AWS Neuron is Amazon's complete software stack for cloud-scale machine learning accelerators, specifically the AWS Inferentia and Trainium. This Senior Software Engineering role is part of the Machine Learning Inference Applications team, focusing on developing and optimizing core LLM inference components.
The position involves working with cutting-edge LLM technology, including attention mechanisms, MLP, quantization, speculative decoding, and mixture of experts. You'll collaborate with chip architects, compiler engineers, and runtime engineers to maximize performance on Neuron devices for various models like Llama 3.3 70B, 3.1 405B, DBRX, and Mixtral.
The team culture emphasizes knowledge-sharing and mentorship, with senior members providing one-on-one mentoring and thorough code reviews. Career growth is prioritized through strategic project assignments that help develop engineering expertise.
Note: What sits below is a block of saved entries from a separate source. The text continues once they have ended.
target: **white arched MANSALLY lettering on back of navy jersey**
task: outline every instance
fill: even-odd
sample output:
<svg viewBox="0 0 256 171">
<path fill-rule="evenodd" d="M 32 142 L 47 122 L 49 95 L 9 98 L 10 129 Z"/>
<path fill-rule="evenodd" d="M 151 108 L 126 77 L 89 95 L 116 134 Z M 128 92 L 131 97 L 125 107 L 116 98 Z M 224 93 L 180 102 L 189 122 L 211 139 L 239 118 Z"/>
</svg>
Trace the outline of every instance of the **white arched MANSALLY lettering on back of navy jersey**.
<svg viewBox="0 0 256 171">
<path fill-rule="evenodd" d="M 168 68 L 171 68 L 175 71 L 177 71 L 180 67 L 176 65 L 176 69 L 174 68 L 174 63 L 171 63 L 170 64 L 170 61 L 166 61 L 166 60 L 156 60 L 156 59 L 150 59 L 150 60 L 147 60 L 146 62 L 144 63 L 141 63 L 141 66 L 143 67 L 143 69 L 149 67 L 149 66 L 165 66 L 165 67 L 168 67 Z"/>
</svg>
The role offers competitive compensation ranging from $151,300 to $261,500 based on location, plus equity and comprehensive benefits.
This is an excellent opportunity for experienced engineers passionate about machine learning optimization and looking to work on large-scale, impactful projects. The position requires strong programming skills, understanding of ML fundamentals, and the ability to work collaboratively across teams. Amazon's inclusive culture and commitment to diversity make it an ideal workplace for innovation and professional growth.